Les investigations menées par les deux commissions du gouvernement central ont également établi que le projet sidérurgique violait les lois environnementales et les réglementations côtières nationales et que ses répercussions potentiellement négatives sur les moyens de subsistance des populations locales n’avaient pas été correctement évaluées.

En mars 2012, le Tribunal vert national, organe spécialisé chargé de régler les différends environnementaux, a suspendu l’autorisation qui avait été accordée au projet de POSCO. Il a déclaré que le ministère de l’Environnement avait commis de lourdes erreurs dans l’évaluation de l’impact environnemental du projet et avait laissé sans réponse des questions environnementales et écologiques lancinantes et menaçantes.

POSCO a demandé le renouvellement de son autorisation pour ce projet. Toutefois, l’entreprise doit encore effectuer une évaluation exhaustive de son impact sur les droits humains et l’environnement.

Des villageois ont raconté à Amnesty International Inde être en butte au harcèlement, à l’intimidation et à la violence imputables à de hauts fonctionnaires de la police, et ce depuis plusieurs années. Les groupes militants affirment que la police a porté des accusations forgées de toutes pièces contre ceux qui s’opposent au projet. Abhay Sahoo, leader du mouvement hostile à POSCO, a été arrêté et détenu à de multiples reprises sur la base de fausses accusations et se trouve actuellement en détention.

En outre, les responsables de la police locale restreignent sévèrement le droit de circuler librement des villageois : ils érigent des barricades et des postes de contrôle à la sortie des villages. Des organisations de défense des droits humains comme ESCR-Net dénoncent le fait que ces mesures, ainsi que la menace de détention pour des charges forgées de toutes pièces, entravent l’accès des villageois au travail, à la nourriture et à la santé. Certains manifestants auraient été confinés dans leurs villages pendant plusieurs années. En juillet 2011, un rapport de la Commission nationale pour la protection des droits des enfants a révélé que l’occupation des écoles du secteur par les policiers avait également affecté l’accès des enfants à l’éducation.

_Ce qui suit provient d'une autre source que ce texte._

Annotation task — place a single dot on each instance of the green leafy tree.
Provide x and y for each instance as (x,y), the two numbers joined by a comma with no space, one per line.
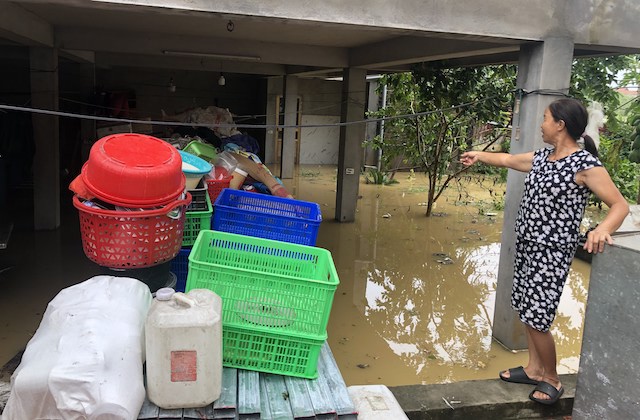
(593,79)
(437,111)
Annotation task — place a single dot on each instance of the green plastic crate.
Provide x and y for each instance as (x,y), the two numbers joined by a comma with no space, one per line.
(195,221)
(270,352)
(265,285)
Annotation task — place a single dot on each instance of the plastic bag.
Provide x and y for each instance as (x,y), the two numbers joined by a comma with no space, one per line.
(85,360)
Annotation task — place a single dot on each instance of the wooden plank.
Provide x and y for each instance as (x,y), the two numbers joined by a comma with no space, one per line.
(276,390)
(328,371)
(301,404)
(248,392)
(170,414)
(225,407)
(320,397)
(148,411)
(202,413)
(265,406)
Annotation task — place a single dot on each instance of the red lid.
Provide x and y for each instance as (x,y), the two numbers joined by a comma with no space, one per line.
(134,170)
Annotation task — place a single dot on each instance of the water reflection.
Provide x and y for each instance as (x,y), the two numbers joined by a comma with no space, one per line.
(417,294)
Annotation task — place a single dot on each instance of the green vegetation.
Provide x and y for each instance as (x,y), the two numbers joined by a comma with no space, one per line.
(436,112)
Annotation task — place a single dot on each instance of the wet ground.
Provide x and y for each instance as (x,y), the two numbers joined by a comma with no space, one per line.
(416,297)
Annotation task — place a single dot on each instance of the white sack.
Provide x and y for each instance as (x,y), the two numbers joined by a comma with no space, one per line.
(85,360)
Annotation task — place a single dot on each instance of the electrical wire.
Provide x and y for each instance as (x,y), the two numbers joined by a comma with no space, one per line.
(254,126)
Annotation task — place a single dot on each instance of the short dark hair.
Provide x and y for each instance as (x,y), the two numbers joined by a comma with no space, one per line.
(573,113)
(575,117)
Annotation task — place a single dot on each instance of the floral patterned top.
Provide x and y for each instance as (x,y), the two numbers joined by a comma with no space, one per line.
(552,203)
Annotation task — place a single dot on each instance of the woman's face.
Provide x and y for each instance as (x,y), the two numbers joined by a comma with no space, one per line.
(550,127)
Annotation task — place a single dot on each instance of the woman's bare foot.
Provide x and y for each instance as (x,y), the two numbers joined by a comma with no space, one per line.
(532,373)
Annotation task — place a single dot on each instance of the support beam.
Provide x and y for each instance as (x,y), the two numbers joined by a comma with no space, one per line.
(288,152)
(23,27)
(46,162)
(545,65)
(351,137)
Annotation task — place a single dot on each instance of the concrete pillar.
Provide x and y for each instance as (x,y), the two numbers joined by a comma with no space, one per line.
(351,137)
(609,377)
(288,153)
(371,155)
(547,66)
(46,162)
(87,127)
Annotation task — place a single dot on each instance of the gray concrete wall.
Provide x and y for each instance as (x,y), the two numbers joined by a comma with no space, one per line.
(320,105)
(609,375)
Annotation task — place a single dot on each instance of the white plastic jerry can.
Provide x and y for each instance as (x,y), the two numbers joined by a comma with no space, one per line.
(183,334)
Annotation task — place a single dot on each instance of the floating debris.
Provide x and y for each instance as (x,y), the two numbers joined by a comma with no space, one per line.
(447,402)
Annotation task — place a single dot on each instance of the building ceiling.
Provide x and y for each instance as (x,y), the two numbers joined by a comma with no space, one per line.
(115,34)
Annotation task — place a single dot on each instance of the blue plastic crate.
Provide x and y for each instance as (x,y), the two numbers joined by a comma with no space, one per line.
(180,267)
(267,216)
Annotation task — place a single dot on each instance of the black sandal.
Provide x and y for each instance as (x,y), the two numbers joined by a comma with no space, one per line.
(518,376)
(546,388)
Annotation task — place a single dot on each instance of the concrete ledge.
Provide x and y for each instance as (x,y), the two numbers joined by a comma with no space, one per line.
(482,399)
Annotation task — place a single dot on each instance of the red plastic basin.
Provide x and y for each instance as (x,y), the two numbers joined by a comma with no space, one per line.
(134,170)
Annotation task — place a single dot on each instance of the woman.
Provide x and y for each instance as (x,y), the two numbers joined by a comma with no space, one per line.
(558,184)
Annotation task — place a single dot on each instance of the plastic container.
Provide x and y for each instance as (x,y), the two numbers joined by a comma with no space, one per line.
(271,352)
(237,179)
(134,170)
(215,187)
(225,161)
(267,216)
(202,150)
(180,267)
(194,169)
(183,337)
(85,359)
(265,285)
(195,221)
(131,239)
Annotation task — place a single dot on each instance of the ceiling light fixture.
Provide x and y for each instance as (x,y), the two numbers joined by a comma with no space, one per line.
(213,55)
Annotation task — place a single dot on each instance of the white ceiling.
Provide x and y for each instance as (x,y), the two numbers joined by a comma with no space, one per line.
(132,35)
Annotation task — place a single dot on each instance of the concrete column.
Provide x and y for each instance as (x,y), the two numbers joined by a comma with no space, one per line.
(354,87)
(547,66)
(288,153)
(370,155)
(87,127)
(46,163)
(609,377)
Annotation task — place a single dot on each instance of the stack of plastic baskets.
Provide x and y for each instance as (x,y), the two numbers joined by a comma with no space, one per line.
(267,216)
(198,217)
(277,297)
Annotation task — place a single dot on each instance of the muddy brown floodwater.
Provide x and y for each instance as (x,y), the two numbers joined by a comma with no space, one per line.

Par ailleurs, l’acquisition des terres viole l’arrêt rendu par la Cour suprême d’Inde en janvier 2011 sur les terres communales des villages. Faisant référence aux terres publiques utilisées dans l’intérêt commun des communautés locales depuis des siècles, la Cour suprême note que « la protection des droits communs des villageois était si zélée que certaines lois mentionnaient expressément que même l’acquisition de la propriété par l’État ne signifiait pas la suppression des droits communs des villageois.

Depuis l’Indépendance, cependant, nous assistons à la captation, dans une grande partie du pays, de ces terres communales par des personnes sans scrupules faisant usage de la force musculaire, du pouvoir de l’argent ou de l’influence politique, et dans de nombreux États il ne reste plus un centimètre de terre communale destinée à l’usage commun des gens du village, même si elle subsiste sur le papier. Dans les villages partout en Inde, ceux qui détiennent le pouvoir et l’argent ont systématiquement empiété sur les terres communales pour les utiliser à des fins en contradiction totale avec leur nature initiale, sacrifiant l’intérêt commun du village sur l’autel de leurs ambitions personnelles. »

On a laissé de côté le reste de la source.